Step 5: Time for the final checks

If you do drain the water completely, take this opportunity to check the pool liner for damage. Also, check to see if all the seals look good and if any pool lighting is working.

Step 6: Add water

Now, raise the water level again. If possible, refrain from using well water or - if you do opt for well water - use Steinbach Metal Ex to reduce the amount of metals present, as they may otherwise lead to problems.

Step 7: Adjust pool water

The last step before you're ready for spring is to check the pool water and adjust it if necessary. Measure the pH level of the pool water. If it is not between 7.0 and 7.4 use an appropriate product to lower or increase the pH. Then measure the free chlorine concentration: it should be between 0.3-0.6mg per litre. Increase the concentration if it is too low. You should only shock chlorinate if your pool water doesn't seem clear or you're otherwise concerned that the water quality isn't right. If the water looks good, shock chlorination is unnecessary. Now you can jump into your pool and enjoy the spring. Have fun!

Bonus: Prepping your sand filter

Hopefully, your sand filter system is set to "winter" on the multi-port valve, which takes the strain off the internal rubbers. Depending on the age and condition of your sand filter system, you may want to consider using an alkaline cleaner on the inside of your sand filter system as well. If you want to use an acid cleaner based on hydrochloric acid, remember to avoid any contact with metal parts such as screws.

Should you change the filter medium or continue to use it?
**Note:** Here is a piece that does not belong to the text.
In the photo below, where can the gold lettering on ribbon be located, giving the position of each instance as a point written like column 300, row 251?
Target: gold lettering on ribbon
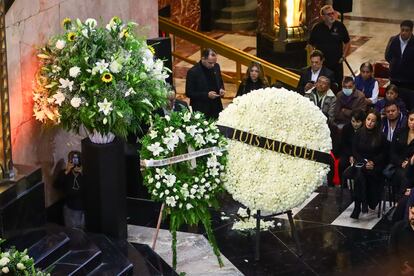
column 295, row 154
column 267, row 145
Over time a biofilm can build up on all filter media such as filter sand, filter balls, or even filter glass. The biofilm does not have to be visible to the naked eye. Biofilm has even been discovered in apparently clean sand used for large professional swimming pools.

You have three options:

a) you ignore this point, as many do (not recommended) b) you change your filter medium completely. With filter balls, this would definitely make sense, as they accumulate more and more dirt inside over time, which you basically can no longer get out. c) you fill your boiler with a special cleaner and let it act for 4-24 hours - this dissolves the biofilm. You chlorinate your filter medium afterwards and, if done correctly, it should be as good as new again. This step particularly makes sense with filter glass, which is very expensive.